(Yogyakarta, 22/052025) — Di depan ruang pameran Taman Budaya Yogyakarta, Workshop Literasi Sastra Disabilitas dalam rangkaian Suluh Sumurup Art Fest 2025 menghadirkan suasana yang hangat dan inklusif. Dihadiri oleh penyair Irwan Dwi Kustanto dan Siti Atmaniyah, acara ini menjadi ruang bagi siapa saja terutama penyandang disabilitas untuk berbagi literasi, menyuarakan pengalaman hidup, dan membaca puisi mereka sendiri.

Tahun ini, Suluh Sumurup Art Fest mengusung tema “Jejer”, sebuah kata dalam Bahasa Jawa yang secara harfiah berarti berdiri sejajar. Namun secara kontekstual, “Jejer” mengandung makna yang jauh lebih dalam: tentang subjek yang berani berdiri, yang setara dalam keberadaan dan suara. Tema ini menjadi latar kuat bagi workshop, di mana puisi tidak hanya tampil sebagai bentuk estetika, tetapi juga sebagai pernyataan keberanian dan pengakuan eksistensi.

Alih-alih sebuah kelas menulis formal, workshop ini lebih menyerupai forum terbuka yang dialogis. Partisipan diajak mendalami makna puisi sebagai pengalaman hidup, bukan sekadar produk sastra.
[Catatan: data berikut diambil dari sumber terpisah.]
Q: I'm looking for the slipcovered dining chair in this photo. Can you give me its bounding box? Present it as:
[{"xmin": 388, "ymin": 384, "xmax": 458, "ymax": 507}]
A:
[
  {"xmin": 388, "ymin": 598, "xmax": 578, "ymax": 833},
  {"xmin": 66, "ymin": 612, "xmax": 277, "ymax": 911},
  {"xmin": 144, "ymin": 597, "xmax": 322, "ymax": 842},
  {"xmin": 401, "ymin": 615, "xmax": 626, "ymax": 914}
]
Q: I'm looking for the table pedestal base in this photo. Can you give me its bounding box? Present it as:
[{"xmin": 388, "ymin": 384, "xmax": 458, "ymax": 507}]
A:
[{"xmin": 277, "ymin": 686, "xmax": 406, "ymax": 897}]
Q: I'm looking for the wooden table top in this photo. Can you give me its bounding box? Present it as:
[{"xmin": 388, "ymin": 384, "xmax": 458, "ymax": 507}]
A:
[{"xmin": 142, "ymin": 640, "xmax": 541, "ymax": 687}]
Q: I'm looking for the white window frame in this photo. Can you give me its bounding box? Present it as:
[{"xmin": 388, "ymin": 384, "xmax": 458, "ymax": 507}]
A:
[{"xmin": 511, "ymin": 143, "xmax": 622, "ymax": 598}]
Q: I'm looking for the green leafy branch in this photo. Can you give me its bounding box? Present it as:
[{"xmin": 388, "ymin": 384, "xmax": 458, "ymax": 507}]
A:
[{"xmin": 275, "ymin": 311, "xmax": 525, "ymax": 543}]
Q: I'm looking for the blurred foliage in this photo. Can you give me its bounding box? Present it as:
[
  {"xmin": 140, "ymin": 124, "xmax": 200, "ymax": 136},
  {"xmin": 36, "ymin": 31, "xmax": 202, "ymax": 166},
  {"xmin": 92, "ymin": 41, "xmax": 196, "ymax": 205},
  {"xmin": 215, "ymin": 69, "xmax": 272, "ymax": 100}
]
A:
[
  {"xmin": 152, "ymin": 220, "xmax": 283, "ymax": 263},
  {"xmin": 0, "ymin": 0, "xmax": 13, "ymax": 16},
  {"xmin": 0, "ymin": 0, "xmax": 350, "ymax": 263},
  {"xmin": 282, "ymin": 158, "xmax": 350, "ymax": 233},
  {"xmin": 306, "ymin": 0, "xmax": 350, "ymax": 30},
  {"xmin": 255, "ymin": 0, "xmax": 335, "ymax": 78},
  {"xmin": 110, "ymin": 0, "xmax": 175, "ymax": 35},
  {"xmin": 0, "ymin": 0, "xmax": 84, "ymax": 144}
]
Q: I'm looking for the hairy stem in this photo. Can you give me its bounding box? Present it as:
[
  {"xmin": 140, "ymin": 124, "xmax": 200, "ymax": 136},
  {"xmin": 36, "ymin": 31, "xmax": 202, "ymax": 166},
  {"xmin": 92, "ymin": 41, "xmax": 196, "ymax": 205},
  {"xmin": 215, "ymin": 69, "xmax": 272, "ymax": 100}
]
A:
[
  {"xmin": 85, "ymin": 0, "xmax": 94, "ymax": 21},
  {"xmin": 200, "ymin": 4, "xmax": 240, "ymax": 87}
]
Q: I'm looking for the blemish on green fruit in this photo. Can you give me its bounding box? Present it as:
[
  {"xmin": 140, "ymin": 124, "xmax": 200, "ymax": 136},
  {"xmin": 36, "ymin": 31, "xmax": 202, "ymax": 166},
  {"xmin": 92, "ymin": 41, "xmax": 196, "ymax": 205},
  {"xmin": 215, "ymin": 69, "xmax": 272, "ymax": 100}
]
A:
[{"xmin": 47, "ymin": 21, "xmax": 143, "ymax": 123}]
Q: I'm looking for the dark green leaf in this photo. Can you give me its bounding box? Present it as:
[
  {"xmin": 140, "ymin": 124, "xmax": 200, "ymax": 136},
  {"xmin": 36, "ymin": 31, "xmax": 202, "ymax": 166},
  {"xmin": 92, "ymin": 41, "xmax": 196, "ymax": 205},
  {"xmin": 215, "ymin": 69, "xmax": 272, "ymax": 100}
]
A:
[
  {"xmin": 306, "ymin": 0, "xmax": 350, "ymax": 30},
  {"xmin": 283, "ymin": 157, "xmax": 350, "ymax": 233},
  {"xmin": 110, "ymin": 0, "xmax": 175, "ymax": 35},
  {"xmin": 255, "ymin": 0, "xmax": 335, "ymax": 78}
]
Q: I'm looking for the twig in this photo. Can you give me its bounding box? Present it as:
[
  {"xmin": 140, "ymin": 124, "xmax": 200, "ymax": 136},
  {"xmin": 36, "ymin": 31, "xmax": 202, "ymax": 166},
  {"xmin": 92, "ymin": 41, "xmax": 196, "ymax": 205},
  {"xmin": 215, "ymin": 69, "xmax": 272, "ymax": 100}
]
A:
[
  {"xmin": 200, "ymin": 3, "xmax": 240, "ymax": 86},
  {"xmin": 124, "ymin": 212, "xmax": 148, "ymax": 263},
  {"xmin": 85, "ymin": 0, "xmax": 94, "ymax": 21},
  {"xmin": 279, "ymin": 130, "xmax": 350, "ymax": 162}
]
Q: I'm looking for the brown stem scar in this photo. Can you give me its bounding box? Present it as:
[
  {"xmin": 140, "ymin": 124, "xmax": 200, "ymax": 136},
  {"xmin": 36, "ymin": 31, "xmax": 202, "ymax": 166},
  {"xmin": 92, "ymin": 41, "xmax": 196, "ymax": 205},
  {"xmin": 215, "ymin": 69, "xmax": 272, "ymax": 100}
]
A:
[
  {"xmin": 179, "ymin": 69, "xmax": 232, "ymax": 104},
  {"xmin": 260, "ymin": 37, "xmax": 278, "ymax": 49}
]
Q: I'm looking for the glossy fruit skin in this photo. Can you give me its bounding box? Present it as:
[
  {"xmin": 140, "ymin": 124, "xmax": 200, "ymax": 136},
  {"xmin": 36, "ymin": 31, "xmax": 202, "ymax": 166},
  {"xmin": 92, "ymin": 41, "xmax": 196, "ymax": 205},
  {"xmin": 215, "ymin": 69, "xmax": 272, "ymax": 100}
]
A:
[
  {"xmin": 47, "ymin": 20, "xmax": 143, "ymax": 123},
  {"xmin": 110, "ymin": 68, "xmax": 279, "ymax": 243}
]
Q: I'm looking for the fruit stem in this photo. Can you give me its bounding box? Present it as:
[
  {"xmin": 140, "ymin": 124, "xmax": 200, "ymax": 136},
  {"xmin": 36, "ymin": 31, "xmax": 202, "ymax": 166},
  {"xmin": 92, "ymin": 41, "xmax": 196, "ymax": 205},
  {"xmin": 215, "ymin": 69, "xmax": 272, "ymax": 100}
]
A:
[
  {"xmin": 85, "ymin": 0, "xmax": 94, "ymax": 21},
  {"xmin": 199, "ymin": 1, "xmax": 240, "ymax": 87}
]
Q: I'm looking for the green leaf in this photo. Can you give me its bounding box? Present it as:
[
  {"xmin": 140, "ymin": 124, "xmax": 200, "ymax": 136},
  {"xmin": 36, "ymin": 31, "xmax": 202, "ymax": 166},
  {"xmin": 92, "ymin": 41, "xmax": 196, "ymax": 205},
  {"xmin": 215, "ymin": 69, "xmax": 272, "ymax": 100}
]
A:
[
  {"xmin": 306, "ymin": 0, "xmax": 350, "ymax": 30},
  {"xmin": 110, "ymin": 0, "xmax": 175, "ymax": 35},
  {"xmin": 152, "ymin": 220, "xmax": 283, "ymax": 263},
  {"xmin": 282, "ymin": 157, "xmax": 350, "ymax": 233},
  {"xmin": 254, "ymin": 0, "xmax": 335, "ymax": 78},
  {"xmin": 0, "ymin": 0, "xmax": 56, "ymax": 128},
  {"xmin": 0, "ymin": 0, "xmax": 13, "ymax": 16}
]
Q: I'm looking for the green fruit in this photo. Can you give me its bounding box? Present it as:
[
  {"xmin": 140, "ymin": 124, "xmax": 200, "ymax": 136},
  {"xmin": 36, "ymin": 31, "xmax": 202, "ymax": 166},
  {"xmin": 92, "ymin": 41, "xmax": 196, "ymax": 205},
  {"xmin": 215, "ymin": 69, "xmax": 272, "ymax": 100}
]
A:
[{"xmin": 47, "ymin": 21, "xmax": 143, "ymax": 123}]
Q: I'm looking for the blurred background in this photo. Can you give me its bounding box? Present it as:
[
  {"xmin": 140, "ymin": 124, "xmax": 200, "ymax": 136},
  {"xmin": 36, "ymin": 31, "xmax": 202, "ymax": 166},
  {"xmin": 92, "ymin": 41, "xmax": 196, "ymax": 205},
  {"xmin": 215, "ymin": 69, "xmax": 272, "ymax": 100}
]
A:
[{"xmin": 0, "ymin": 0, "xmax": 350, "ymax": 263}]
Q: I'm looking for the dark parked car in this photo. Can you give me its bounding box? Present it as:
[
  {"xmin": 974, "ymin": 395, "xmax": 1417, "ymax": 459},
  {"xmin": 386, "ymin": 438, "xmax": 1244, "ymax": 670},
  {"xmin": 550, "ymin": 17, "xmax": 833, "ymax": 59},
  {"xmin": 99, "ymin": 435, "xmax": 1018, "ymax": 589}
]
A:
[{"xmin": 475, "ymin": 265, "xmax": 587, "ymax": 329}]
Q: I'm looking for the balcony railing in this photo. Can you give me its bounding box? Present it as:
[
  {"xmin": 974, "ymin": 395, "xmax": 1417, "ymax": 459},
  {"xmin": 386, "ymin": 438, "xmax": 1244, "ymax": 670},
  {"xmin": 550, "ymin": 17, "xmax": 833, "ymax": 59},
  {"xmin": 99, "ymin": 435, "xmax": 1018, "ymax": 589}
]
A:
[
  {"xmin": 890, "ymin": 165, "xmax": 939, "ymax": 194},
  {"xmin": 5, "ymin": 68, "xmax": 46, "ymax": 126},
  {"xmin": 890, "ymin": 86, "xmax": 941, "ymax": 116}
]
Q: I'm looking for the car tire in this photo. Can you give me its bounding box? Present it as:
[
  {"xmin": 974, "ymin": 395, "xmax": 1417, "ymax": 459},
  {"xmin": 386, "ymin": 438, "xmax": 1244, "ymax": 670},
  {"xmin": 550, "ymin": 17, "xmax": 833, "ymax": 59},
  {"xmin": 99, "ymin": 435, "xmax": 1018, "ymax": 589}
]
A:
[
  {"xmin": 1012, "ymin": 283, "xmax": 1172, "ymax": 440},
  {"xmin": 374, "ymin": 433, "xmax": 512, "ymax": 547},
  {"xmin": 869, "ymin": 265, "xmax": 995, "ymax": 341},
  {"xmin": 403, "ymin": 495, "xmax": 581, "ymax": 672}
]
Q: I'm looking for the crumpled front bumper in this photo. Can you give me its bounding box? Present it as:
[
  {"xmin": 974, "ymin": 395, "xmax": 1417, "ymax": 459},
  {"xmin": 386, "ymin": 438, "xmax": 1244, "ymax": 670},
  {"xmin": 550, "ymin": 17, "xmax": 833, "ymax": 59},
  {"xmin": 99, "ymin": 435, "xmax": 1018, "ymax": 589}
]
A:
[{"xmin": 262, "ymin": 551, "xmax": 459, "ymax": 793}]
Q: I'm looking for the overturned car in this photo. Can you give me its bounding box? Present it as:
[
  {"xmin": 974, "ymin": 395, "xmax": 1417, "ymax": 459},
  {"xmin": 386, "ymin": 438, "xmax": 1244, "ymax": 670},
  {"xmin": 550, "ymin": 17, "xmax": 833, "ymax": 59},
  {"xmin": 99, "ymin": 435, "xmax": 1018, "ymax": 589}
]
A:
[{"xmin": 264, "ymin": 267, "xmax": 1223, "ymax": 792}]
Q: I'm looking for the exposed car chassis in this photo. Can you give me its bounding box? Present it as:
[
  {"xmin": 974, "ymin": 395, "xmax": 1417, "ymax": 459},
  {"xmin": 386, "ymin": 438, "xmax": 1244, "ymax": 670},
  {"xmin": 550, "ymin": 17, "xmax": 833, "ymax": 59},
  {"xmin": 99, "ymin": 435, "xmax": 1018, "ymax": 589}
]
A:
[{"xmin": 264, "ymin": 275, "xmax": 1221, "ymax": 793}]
Siti Atmaniyah membuka sesi dengan menggugah kesadaran bahwa puisi lahir dari keseharian dari perasaan, relasi, dan pengalaman batin. Ia mengajak peserta untuk melihat puisi sebagai ruang kebebasan penuh.

“Mental, kejiwaan diri kita, keluarga banyak sekali objek yang bisa dijadikan tulisan berupa puisi. Puisi itu terbuka, tidak ada batasannya. Justru kita sendiri yang menciptakan batasan-batasan sehingga merasa tidak mampu menulis. Padahal cukup membuka pikiran, hati, dan perasaan, serta rajin membaca karya orang lain,” tutur Siti.

Ia menyoroti contoh penyair Dorothea Rosa Herliany, yang bahkan menulis puisi tanpa spasi, sebagai bentuk keberanian mendobrak struktur dan memperluas ekspresi. Sebuah sikap yang sejalan dengan semangat “Jejer” berani tampil sebagai subjek utuh.

Irwan Dwi Kustanto menghidupkan sesi dengan membagikan kisah-kisah pribadinya, bagaimana puisi telah menjadi bagian penting dalam hidup dan relasi sehari-hari.

“Saya ini penyair. Kadang karena tidak punya uang untuk beli pesawat jet sebagai hadiah, ya cukup memberi puisi,” katanya disambut gelak tawa peserta. “Apakah istri saya merasa itu hadiah besar? Entahlah. Tapi bagi saya itu tulus dan bermakna.”

Puisi, menurut Irwan, bukanlah teori belaka, melainkan pengalaman nyata yang dihidupi. “Hari ini, Suluh Sumurup menyajikan satu peristiwa yang sangat penting. Puisi hari ini tidak hanya dibaca, tapi juga dialami,” tegasnya. Dalam konteks tema “Jejer”, Irwan menunjukkan bagaimana puisi dapat menjadi pengikat, penguat, sekaligus saksi keberadaan manusia dalam hidup bersama.

Salah satu kekuatan utama workshop ini adalah keterlibatan aktif penyandang disabilitas, yang tidak hanya hadir sebagai penonton tetapi juga sebagai pembaca puisi dan penyampai pengalaman. Dalam ruang ini, mereka berdiri sejajar mewujudkan makna “Jejer” secara nyata. 

Workshop ini bukan sekadar acara sastra. Ia adalah peristiwa budaya yang mewujudkan tema besar SSAF 2025 “Jejer” melalui praktik nyata: bahwa setiap suara layak didengar, setiap keberadaan layak diakui. Melalui puisi, para peserta tidak hanya mengekspresikan diri, tapi juga membangun keberanian untuk berdiri sejajar dalam kehidupan sosial dan kebudayaan.

“Puisi adalah milik semua orang. Dan hari ini, kita menyaksikan bahwa tidak ada batasan untuk mencintai kata-kata,” pungkas Siti Atmaniyah.

Dengan penyair, komunitas disabilitas, dan pegiat literasi dari berbagai latar belakang, workshop ini menjadi pengingat bahwa sastra bisa menjadi ruang paling manusiawi tempat di mana kita bisa berbicara, didengar, dan bersama-sama berdiri  “Jejer”.